Her work ironically acknowledges the historical hierarchy of genres imposed on artistic practice; she creates pieces that appear as still life scenes but are instead intended to be very much ‘alive’. They challenge the idea of stillness and preservation at play in traditional still life works, instead entangling notions of the living and dead to remind the viewer of the fleeting quality of our natural world, of the inevitable passing of life and the violence that has played a key role in the negotiation of coexistence between plants and humans. Her works monumentalise plant-life within a context of absence, loss and death to call for the return to a more symbiotic exchange between humanity and the natural world.

Biography
Olha Pryymak (b.1979) lives and works in London.
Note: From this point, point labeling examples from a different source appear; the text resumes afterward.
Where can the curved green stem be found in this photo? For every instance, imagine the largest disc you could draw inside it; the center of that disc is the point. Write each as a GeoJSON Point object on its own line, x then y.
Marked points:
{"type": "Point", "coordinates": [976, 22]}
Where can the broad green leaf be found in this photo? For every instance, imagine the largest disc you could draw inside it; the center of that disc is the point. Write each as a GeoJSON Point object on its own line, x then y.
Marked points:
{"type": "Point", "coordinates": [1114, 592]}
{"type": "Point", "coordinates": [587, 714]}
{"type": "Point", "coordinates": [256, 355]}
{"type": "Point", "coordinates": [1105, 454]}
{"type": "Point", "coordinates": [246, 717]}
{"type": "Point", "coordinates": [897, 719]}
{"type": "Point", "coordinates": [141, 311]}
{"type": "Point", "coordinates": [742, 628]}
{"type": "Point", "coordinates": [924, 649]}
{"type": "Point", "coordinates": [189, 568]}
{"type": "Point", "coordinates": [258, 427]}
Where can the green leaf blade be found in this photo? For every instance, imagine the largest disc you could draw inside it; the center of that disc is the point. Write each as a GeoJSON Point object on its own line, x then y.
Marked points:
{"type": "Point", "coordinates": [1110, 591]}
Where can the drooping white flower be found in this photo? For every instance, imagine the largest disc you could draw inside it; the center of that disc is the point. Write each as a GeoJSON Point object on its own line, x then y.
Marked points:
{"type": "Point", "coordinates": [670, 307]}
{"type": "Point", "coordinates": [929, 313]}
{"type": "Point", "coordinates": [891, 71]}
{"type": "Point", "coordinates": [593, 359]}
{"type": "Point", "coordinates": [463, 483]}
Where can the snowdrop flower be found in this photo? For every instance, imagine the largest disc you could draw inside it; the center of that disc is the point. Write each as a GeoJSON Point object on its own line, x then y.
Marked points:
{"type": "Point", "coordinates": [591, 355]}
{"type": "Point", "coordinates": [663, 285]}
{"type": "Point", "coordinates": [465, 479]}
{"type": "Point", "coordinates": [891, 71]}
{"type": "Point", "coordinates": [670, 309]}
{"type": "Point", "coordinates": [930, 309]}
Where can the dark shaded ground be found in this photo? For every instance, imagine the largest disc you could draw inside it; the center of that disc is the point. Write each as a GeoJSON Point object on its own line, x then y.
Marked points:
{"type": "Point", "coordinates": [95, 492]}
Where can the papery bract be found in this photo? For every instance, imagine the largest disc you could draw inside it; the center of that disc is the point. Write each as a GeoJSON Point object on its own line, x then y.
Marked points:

She completed an MA in Painting at the Royal College of Art (2023), following participation in the Turps Off Site Programme (2021).
 
Her work has been featured in group exhibitions by galleries including: OHSH Projects, London (2024); London School of Economics, London (2023); STUDIO WEST, London (2023); Alma Pearl, London (2023); Hales Gallery, London (2022); Soho Revue, London (2022), San Mei Gallery, London (2021); The Tub, London (2020); Tripp Gallery, London (2019); Alice Herrick Gallery, London (2016); Florence Trust, London (2016); and Transition Gallery, London (2016).
 
She has undertaken multiple residencies including: the Train and Engage collaboration with Jennifer Ray, University College London (2020), AIRY residency, Kofu, Yamanashi Prefecture, Japan (2019), Phytology Residency, Bethnal Green Nature Reserve, London (2018), Residency at Ennismore Sessions House, London (2018), London Creative Network/SPACE program (2017), Florence Trust Residency, London (2015-2016), SERDE, interdisciplinary art group residency, Aizpute, Latvia (2015), Dumfries House Residency, Prince’s Trust with the Royal Drawing School, Scotland (2014), and received the Bulldog Bursary from the Royal Society of Portrait Painters in 2012.